#82: Cell spreading analysis with directed edge profile-guided level set active contours


I. Ersoy, F. Bunyak, K. Palaniappan, M. Sun, and G. Forgacs

Lecture Notes in Computer Science (MICCAI), Volume 5241, pgs. 376--383, 2008

cell segmentation, active contours, high content, biomedical

PlainText, Bibtex, PDF, URL, DOI, Google Scholar

Abstract

Cell adhesion and spreading within the extracellular matrix (ECM) plays an important role in cell motility, cell growth and tissue organization. Measuring cell spreading dynamics enables the investigation of cell mechanosensitivity to external mechanical stimuli, such as substrate rigidity. A common approach to measure cell spreading dynamics is to take time lapse images and quantify cell size and perimeter as a function of time. In our experiments, differences in cell characteristics between different treatments are subtle and require accurate measurements of cell parameters across a large population of cells to ensure an adequate sample size for statistical hypothesis testing.

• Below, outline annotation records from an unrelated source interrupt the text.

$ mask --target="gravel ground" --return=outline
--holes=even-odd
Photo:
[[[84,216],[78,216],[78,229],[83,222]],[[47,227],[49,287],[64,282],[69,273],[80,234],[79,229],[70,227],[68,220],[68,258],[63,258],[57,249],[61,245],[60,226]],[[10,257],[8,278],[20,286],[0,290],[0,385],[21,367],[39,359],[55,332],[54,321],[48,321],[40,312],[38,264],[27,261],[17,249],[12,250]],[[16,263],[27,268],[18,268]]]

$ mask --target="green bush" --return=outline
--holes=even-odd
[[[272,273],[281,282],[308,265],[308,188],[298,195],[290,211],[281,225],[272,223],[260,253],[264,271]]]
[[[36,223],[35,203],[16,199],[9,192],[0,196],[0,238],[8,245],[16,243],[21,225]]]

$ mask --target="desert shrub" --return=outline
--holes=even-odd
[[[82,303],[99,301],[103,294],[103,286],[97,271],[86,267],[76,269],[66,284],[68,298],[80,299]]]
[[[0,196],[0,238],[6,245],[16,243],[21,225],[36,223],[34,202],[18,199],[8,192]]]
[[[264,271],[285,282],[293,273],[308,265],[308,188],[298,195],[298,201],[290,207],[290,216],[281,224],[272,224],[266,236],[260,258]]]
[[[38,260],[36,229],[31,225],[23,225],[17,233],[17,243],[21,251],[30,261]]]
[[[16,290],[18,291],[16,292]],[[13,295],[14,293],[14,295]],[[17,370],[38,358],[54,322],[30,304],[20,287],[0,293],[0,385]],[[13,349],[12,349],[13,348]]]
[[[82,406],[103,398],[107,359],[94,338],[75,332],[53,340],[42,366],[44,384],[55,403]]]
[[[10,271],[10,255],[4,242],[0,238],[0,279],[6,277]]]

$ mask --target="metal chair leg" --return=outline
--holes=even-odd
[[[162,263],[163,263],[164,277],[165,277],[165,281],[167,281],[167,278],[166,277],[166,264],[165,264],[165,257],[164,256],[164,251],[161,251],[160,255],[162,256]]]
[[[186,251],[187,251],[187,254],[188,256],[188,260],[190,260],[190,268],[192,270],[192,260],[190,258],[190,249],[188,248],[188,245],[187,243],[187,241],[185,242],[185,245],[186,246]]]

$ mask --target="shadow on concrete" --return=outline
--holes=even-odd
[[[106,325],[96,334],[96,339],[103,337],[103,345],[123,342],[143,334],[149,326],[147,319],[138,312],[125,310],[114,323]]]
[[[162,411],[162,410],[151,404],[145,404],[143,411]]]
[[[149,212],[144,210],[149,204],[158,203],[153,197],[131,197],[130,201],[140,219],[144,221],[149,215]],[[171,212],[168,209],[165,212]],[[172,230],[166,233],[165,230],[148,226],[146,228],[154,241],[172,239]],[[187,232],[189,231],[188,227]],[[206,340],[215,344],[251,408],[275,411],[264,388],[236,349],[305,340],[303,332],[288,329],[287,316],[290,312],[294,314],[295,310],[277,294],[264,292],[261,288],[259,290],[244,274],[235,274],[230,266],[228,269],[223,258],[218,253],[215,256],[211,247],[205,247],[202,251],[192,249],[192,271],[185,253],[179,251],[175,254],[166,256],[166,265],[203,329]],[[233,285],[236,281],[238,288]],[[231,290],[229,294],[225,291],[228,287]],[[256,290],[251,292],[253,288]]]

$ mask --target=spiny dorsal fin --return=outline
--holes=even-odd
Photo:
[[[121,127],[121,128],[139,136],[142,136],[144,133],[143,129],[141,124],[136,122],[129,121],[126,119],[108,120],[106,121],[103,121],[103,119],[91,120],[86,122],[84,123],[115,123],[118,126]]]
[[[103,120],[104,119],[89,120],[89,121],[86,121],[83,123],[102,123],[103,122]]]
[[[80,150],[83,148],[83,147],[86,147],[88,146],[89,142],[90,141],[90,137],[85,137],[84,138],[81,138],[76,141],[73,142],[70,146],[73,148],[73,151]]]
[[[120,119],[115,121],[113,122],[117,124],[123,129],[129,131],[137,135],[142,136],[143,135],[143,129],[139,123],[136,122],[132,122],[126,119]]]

This paper presents a new approach to estimate accurate cell boundaries with complex shapes by applying a modified geodesic active contour level set method that directly utilizes the halo effect typically seen in phase contrast microscopy. Contour evolution is guided by edge profiles in a perpendicular direction to ensure convergence to the correct cell boundary. The proposed approach is tested on bovine aortic endothelial cell images under different treatments, and demonstrates accurate segmentation for a wide range of cell sizes and shapes compared to manual ground truth.